Wednesday was spent by the gang continuing the rebuilding of the old slope section and extending the concrete blocks towards Cheltenham.
Due to a bit of over enthusiasm last Saturday we had to redo a short section to get us back on level so it should be all systems go from here on in.
What also makes this build difficult is the fact than the wall is on a continuous curve so it's a case of short sections at a time.
|Progress on Tuesday. The blockwork has been extended since then, and it's piled up ready to go.|
|The sleeper ends that were in use as corbels, as well as some original slabs|
Here's what it used to look like:
|Photograph: G.Daniels - GWR collection|
Further on a heritage theme, we need a number of GWR cast iron gate posts, the ones with the ball on the end like these:
It might be worth having our own cast, like the lamp posts at Broadway, but we need to order several to make commissioning the pattern worth while.
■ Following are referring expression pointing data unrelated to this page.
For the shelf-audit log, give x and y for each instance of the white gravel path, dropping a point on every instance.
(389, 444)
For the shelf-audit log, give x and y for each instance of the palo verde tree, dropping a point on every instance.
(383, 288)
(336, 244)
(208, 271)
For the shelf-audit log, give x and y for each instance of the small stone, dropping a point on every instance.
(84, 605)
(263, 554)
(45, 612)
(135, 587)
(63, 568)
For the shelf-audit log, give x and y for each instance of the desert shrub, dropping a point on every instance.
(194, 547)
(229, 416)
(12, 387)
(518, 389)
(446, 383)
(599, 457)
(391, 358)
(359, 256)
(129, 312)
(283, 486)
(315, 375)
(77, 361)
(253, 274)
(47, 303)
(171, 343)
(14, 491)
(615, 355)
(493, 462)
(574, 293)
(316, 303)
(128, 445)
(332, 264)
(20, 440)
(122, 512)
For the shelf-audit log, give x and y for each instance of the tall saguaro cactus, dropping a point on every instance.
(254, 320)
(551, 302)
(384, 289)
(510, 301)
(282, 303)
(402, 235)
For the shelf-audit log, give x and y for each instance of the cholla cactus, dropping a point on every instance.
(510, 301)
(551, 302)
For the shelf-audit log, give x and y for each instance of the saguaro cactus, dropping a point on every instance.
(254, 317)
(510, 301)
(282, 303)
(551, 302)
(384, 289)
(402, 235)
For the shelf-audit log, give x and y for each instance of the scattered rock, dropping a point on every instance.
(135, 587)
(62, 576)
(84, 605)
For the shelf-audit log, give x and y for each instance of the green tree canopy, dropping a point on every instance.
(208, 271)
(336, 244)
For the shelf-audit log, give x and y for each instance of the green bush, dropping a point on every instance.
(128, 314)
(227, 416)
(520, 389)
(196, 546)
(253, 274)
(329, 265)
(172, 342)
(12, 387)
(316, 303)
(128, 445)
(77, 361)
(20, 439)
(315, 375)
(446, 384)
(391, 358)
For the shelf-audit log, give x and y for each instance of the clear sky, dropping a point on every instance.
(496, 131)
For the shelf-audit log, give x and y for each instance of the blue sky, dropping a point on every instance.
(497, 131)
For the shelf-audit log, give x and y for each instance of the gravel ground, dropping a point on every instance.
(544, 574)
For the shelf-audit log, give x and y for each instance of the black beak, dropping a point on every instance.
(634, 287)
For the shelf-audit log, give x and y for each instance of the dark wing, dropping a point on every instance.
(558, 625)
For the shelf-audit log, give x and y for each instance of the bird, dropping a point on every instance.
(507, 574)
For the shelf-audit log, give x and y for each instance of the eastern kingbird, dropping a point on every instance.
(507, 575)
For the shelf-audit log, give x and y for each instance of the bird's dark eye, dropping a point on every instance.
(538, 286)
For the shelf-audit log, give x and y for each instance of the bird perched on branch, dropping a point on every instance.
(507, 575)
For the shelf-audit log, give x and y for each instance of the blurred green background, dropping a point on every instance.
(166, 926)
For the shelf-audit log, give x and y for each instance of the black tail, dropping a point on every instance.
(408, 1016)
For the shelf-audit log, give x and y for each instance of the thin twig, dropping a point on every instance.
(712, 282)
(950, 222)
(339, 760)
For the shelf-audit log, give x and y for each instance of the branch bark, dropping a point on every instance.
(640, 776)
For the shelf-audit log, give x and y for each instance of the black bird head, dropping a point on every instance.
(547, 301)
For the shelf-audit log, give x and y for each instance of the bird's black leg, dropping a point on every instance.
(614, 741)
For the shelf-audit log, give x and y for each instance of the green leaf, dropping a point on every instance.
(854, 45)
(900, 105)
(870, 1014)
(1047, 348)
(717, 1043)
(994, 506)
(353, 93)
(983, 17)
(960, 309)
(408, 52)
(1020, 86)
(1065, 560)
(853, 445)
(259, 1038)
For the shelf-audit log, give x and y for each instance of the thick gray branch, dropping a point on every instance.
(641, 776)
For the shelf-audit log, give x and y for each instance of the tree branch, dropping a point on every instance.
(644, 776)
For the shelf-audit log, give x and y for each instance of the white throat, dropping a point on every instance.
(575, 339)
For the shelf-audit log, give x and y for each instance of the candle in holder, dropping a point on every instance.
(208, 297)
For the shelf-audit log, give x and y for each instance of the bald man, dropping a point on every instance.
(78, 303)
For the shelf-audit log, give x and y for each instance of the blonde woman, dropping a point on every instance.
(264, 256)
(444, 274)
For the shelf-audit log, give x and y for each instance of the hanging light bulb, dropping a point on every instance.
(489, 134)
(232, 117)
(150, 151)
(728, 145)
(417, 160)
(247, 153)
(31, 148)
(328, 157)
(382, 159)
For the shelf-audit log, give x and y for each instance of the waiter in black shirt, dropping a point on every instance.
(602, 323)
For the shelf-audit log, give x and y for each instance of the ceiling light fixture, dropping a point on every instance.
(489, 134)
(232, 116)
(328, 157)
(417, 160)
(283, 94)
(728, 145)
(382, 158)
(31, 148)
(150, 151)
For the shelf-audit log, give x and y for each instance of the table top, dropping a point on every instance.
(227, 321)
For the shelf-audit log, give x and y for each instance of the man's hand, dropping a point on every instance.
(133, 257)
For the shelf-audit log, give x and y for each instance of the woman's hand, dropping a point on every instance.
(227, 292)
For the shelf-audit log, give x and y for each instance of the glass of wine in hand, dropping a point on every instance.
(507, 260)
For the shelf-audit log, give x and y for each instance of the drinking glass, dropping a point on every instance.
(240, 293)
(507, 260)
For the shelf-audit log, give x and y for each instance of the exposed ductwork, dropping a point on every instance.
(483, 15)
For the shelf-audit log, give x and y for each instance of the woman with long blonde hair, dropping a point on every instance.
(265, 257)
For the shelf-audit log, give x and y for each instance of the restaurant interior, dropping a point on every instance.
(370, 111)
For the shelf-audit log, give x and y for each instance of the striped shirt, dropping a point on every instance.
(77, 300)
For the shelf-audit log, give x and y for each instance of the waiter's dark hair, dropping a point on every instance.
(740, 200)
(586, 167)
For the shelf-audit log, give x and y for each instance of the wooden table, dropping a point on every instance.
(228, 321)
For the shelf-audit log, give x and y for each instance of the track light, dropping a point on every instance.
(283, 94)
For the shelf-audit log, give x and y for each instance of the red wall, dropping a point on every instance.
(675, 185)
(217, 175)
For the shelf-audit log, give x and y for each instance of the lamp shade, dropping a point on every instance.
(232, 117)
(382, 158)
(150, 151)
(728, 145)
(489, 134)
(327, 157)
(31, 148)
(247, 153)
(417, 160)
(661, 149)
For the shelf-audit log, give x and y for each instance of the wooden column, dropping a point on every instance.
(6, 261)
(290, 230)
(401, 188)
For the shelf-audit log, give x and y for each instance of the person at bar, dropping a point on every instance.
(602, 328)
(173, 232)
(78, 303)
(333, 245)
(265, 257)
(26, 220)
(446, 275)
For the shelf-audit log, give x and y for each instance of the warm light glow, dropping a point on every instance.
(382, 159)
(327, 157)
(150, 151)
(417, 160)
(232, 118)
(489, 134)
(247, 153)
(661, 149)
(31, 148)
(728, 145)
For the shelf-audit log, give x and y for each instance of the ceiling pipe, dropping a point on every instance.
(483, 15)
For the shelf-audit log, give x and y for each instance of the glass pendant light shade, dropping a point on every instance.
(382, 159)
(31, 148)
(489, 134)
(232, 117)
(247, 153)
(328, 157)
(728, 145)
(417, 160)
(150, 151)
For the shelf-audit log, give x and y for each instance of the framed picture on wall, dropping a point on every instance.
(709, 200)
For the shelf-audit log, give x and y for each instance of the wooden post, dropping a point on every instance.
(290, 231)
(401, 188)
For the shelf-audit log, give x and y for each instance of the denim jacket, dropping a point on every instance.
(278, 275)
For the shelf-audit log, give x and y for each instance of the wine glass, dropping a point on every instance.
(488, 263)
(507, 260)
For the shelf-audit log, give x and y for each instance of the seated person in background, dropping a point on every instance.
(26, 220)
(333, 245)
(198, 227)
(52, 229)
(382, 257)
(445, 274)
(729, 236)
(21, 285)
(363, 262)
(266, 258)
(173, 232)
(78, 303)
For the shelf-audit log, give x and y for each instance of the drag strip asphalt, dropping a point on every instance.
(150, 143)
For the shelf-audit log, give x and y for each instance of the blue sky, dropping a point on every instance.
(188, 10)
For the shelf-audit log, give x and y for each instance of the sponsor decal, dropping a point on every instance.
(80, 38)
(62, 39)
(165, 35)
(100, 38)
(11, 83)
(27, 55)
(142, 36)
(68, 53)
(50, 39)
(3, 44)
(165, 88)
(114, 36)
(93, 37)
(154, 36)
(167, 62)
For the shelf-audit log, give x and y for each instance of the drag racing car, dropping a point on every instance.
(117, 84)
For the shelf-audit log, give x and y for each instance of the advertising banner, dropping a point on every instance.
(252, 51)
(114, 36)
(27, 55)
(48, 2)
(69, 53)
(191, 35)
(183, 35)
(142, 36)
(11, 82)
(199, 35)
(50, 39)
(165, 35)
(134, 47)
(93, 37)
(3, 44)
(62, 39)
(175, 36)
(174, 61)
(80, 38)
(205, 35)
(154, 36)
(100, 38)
Is anyone else interested? Surely there must be some areas on the railway that would be improved by genuine gate posts?
Further to last week's poser picture, here is the answer:
Yes, it was indeed Cheltenham Lansdown, with 7005 Sir Edward Elgar. In fact, Sir Edward took over from another engine that brought the train in, and John Diston took a picture of that as well, in fact it was the first of the two he took.
Here it is:
You're not going to jump on the track, that chap on the left, are you? That tweed jacket may be the uniform of the day, but it gives very limited protection from passing trains.
We have now found a photographer for the B&S activities, so we hope to be able to show you regular photographs of the work as it progresses.